Après une mûre réflexion somme dont je retire une certaine satisfaction, j'ai décidé qu'il était temps de vous parler de Cécile Coulon. Non seulement parce que vous êtes prêts, mais aussi parce que je ne la connaissais pas avant et que je viens d'achever la lecture de Méfiez-vous des enfants sages.

Cécile-Coulon2-©-Antoine-Rozès

Et ben vous savez quoi ? Je vais faire honneur à mes origines crème fraiche et vous affirmer mon avis mitigé. Oui, c'est bien. Mais pas que.
colLa confiance que je place en quelque résumé, quand il s'agit de bouquin, est toute relative, et on me pardonnera ici de passer vite sur cet exercice. Le personnage est un enfant sage qui ne provoque pas forcément la méfiance de quiconque quand on la connait, et le lecteur finit par la connaître assez bien. Encore que... Lua, c'est son prénom, se livre comme elle se livrerait à un beau gosse de mon genre avec qui elle partage depuis quelques mois. On n'est pas dans la confidence du très intime, on est pas dans une intrigue bassement factuelle et ce court opuscule sur lequel Cécile Coulon a bossé se révèle être la construction aboutie (sans tomber dans un too much superflu) d'un ado attachant. Et comme tout bon roman où seul le personnage compte, ce n'est pas la lecture mais son infusion qui donne du caractère au texte et le laisse se déployer.
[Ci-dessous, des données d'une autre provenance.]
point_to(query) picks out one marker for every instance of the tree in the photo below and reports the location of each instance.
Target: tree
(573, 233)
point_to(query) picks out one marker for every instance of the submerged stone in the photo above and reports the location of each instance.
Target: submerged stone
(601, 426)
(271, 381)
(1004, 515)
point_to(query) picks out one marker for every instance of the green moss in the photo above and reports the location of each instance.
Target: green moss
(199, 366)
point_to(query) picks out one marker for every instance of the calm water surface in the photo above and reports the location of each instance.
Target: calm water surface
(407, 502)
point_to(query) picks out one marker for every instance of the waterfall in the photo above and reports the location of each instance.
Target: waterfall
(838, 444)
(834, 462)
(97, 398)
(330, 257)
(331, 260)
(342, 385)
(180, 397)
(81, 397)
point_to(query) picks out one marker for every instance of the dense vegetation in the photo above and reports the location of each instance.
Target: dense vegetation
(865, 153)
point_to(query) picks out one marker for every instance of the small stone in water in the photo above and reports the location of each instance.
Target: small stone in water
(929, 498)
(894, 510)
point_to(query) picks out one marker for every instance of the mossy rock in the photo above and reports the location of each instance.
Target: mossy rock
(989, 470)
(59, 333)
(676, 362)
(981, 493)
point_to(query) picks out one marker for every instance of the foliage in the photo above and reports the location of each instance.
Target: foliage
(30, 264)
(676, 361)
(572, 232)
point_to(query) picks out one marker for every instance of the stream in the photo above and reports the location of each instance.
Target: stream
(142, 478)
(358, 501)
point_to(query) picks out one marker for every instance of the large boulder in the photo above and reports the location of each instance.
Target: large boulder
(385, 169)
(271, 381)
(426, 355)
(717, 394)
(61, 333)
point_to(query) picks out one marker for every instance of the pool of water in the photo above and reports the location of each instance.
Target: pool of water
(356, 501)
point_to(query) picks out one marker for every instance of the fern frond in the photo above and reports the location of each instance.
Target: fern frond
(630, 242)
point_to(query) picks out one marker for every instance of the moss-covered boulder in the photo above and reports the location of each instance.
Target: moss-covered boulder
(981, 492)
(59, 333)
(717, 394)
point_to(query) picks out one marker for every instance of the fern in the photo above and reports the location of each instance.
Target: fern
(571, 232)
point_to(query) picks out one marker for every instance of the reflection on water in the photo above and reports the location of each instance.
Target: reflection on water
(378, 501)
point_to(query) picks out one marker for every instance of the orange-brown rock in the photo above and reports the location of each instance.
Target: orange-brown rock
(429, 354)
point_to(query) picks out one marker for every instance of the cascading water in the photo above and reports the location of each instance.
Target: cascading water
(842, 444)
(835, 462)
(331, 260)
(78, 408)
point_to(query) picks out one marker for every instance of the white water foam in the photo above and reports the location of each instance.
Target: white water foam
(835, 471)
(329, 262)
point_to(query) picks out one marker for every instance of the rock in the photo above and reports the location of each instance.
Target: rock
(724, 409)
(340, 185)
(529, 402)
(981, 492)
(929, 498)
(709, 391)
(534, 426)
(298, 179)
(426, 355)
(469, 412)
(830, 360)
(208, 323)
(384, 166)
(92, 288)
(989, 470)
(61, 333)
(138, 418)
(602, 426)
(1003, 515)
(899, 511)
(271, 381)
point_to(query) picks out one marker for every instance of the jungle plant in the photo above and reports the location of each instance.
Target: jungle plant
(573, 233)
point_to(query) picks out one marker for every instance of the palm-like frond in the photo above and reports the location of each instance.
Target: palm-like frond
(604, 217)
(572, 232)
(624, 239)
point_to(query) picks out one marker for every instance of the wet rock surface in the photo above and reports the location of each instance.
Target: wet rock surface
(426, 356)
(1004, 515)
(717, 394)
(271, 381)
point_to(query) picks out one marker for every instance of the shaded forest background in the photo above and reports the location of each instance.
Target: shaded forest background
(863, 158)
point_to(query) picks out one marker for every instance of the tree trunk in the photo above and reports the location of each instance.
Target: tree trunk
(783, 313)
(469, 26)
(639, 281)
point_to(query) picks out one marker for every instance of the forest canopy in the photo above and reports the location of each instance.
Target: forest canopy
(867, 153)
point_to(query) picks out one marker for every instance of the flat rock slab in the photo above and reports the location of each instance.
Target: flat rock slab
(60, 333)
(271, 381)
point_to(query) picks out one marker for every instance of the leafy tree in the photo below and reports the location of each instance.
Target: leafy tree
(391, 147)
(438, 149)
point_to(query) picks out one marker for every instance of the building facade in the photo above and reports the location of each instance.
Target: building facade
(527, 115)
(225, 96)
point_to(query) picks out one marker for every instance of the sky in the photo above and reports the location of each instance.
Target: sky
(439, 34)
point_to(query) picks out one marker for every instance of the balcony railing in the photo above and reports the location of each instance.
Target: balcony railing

Le lecteur adulte n'y trouvera pas son compte. Soyons honnête. Cécile Coulon est très jeune et a devant elle tout le temps nécéssaire pour perfectionner sa plume. D'ici à ce qu'elle devienne une grande auteur (ce qui ne serait pas aberrant si confirmation il y a), on verra sans doute son oeuvre jallonnée d'amélioration constante. Ici, ce sont les irrégularités qui gênent le rythme et le lecteur.
On les voit, pourtant, les belles trouvailles littéraires, les formules et phrases qui satisfont le lecteur, mais elles s'avèrent pourtant aussi remarquables que les tentatives malheureuses qui provoquent des soupirs d'exaspération. On mettra ca sur le compte non de l'expérience, parce qu'elle en a, mais de l'âge, sans doute. On pourra regretter aussi un choix jamais affiché qui laisse la narratrice jongler entre le registre familier et le soutenu, l'un semblant jurer au milieu d'une phase où l'autre se déploie.
L'alternance des coups d'éclats et des effets ratés laissent en tout cas présager un avenir qui semble bouchés à un paquet d'autres auteurs, et il faut bien reconnaître que ca fait plaisir à voir.

coulon points

Mais c'est de l'ado dont il faut parler. Que les autres la ferment, maintenant. L'ado, lui, va échapper à la littérature d'ados fadasse que promeuvent un paquet d'éditeur (qu'on m'autorise à parler de surproduction d'ici quelques articles). Il pourra se réfugier dans le registre de la littérature de jeune adulte qui échappe aux éditions jeunesse. Ici Viviane Hamy, ailleurs Gaia, ou la collection du monde entier de Gallimard. On se trouve sans le haut du panier de la littérature ado, et dans la jeune frange de l'adulte, dans un texte écrite par une jeune demoiselle, qui décrit une jeune demoiselle en proie à des intrigues, questionnements et facons d'être de jeune demoiselle, ou même d'ado, carrément.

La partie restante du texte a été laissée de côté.